In vitro release of TC from all the samples (CS microspheres and CPP/CS/ADA composite scaffolds containing microspheres) was carried out in normal saline. The samples were placed in glass vials and immersed in 10 mL of saline which used as release medium, and then were continuously stirred at 37 °C. At a specified time interval (1 h, 2 h, 3–8 h, 10 h, 1 day, 2 days, 3–10 days, 11 days, 13 days, 15 days), 5 mL aliquots were withdrawn from the release medium and TC concentration was determined with UV-spectrophotometer at 350 nm. An equal volume of fresh medium was then added to the release medium after each time samples were withdrawn.

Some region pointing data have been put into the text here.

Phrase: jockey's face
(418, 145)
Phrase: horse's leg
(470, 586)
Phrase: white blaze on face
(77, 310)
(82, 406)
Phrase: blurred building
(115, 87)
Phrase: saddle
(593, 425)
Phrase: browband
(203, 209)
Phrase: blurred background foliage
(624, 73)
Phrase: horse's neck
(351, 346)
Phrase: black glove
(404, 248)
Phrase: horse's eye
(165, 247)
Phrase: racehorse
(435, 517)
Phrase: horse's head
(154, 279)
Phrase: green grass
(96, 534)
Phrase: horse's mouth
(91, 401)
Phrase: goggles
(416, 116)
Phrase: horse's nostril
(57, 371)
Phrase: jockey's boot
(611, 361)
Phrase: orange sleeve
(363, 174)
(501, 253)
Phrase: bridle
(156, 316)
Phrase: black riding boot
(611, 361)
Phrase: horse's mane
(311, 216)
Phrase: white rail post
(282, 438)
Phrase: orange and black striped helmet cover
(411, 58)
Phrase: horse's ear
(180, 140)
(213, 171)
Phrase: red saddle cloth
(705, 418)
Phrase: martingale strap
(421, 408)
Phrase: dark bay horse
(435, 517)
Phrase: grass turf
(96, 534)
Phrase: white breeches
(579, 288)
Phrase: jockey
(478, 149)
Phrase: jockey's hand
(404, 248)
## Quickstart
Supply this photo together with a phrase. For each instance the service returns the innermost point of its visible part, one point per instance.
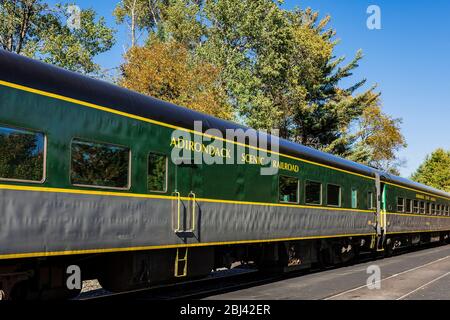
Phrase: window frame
(44, 159)
(340, 195)
(433, 209)
(127, 188)
(414, 207)
(354, 189)
(166, 182)
(422, 207)
(403, 205)
(321, 193)
(298, 189)
(371, 204)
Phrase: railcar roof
(37, 75)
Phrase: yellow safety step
(181, 262)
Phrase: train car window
(100, 165)
(354, 198)
(408, 206)
(22, 155)
(313, 193)
(333, 195)
(288, 189)
(370, 200)
(400, 205)
(422, 207)
(157, 173)
(416, 206)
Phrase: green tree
(167, 19)
(168, 71)
(278, 70)
(34, 29)
(435, 171)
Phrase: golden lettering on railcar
(424, 197)
(285, 166)
(200, 148)
(247, 158)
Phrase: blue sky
(408, 59)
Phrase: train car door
(381, 212)
(185, 206)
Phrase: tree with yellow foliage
(168, 71)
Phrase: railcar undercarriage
(46, 278)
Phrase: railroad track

Experimental data at each time point were expressed as mean for experiments repeated in triplicate, then the release amount of TC was calculated from an absorbance-concentration calibration curve which was plotted over the concentration range from 1 to 100 μg mL⁻¹, and then TC release rate was obtained based on the ratio of the amount of TC in release medium to the initial amount of TC.

2.8 TC release kinetics

In order to understand the TC release mechanism, the results obtained were fit in 2 kinetic models: zero order and first order kinetics.

Q_t = k₀t (1)

where k₀ is the zero-order rate constant expressed in units of concentration/time and t is the time.

ln Q_t = ln Q₀ − k₁t (2)

where k₁ is the first order constant.

The following plots were made; Q_t vs. t (zero order kinetic model), log(Q₀ − Q_t) vs. t (first order kinetic model), where Q_t is the total amount of drug released at time t and Q₀ is the initial amount of the drug.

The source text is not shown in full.